I can still give the moldy jerky to my babies? Or should I just throw it away/feed it to my fishes and turtles? 


Thanks for your help.


----------



## Gogoclips (Apr 27, 2013)

I'd throw it away. I'd rather throw a pound of beef away than risk the hefty vet bills if the dog got sick. /: Especially since you can't be sure what kind of mold it is.


----------



## Abbylynn (Jul 7, 2011)

Maybe the next time you could freeze the jerky. I know my dog's love frozen treats too .... like a cold bone to them.  I would toss the moldy treats.


----------



## pawsaddict (Apr 17, 2013)

Why risk it?


----------



## dogloverforlife (Feb 23, 2013)

I agree throw them out.

Sent from Petguide.com Free App


----------



## mrgoodkat (Oct 21, 2012)

Abbylynn said:


> Maybe the next time you could freeze the jerky. I know my dog's love frozen treats too .... like a cold bone to them.  I would toss the moldy treats.


Thanks for the tip. That sounds like a good idea to keep them busy.

Thanks everyone for the help. I'll feed the beef to the turtles.


----------



## Emmett (Feb 9, 2013)

Are you positive it's mold? White spots on jerky are sometimes natural especially when refrigerated. It's called "bloom" or something like that and can even be tiny bits of congealed fat. I'm not saying that's the case, but properly dehydrated meat shouldn't be showing mold at one week...especially if its been refrigerated.


----------



## DaisyDC (Feb 24, 2013)

Emmett said:


> Are you positive it's mold? White spots on jerky are sometimes natural especially when refrigerated. It's called "bloom" or something like that and can even be tiny bits of congealed fat. I'm not saying that's the case, but properly dehydrated meat shouldn't be showing mold at one week...especially if its been refrigerated.

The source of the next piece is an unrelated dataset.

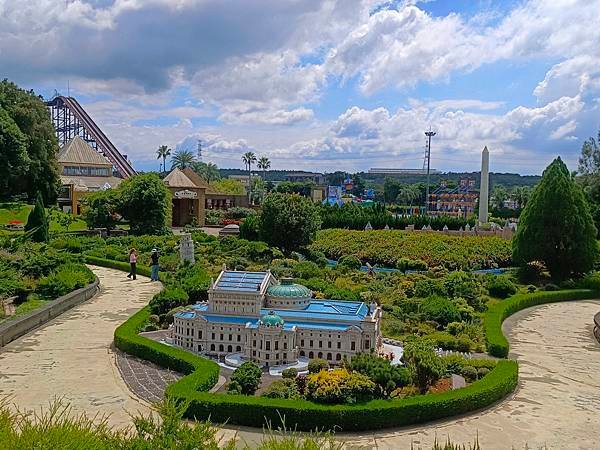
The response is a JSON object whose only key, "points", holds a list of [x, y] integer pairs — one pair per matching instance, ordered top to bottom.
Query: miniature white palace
{"points": [[275, 323]]}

This was my first thought as well--I've had plain cooked meat be fine in the fridge for almost week, fresh bacon too. There's no reason properly dehydrated meat should be moldy so quickly. Is it a fuzzy film like a mold, or more waxy like you see on a piece of roast beef that's been refrigerated for a day or two? If the latter, I wouldn't worry.


----------



## mrgoodkat (Oct 21, 2012)

Emmett said:


> Are you positive it's mold? White spots on jerky are sometimes natural especially when refrigerated. It's called "bloom" or something like that and can even be tiny bits of congealed fat. I'm not saying that's the case, but properly dehydrated meat shouldn't be showing mold at one week...especially if its been refrigerated.


Now you are telling me  Your answer caused me to google the topic and it seems it is indeed not mold. According to this thread it's salt residue
http://www.bestbeefjerky.org/2009/03/white-stuff-powder-beef-jerky.html

Which is weird since I didn't add anything to the meat, but it looks exactly like in the picture.

Well, now I know and can prevent it. (Just got my dehydrator and the jerky was my second batch)

Thanks for all the answers.


----------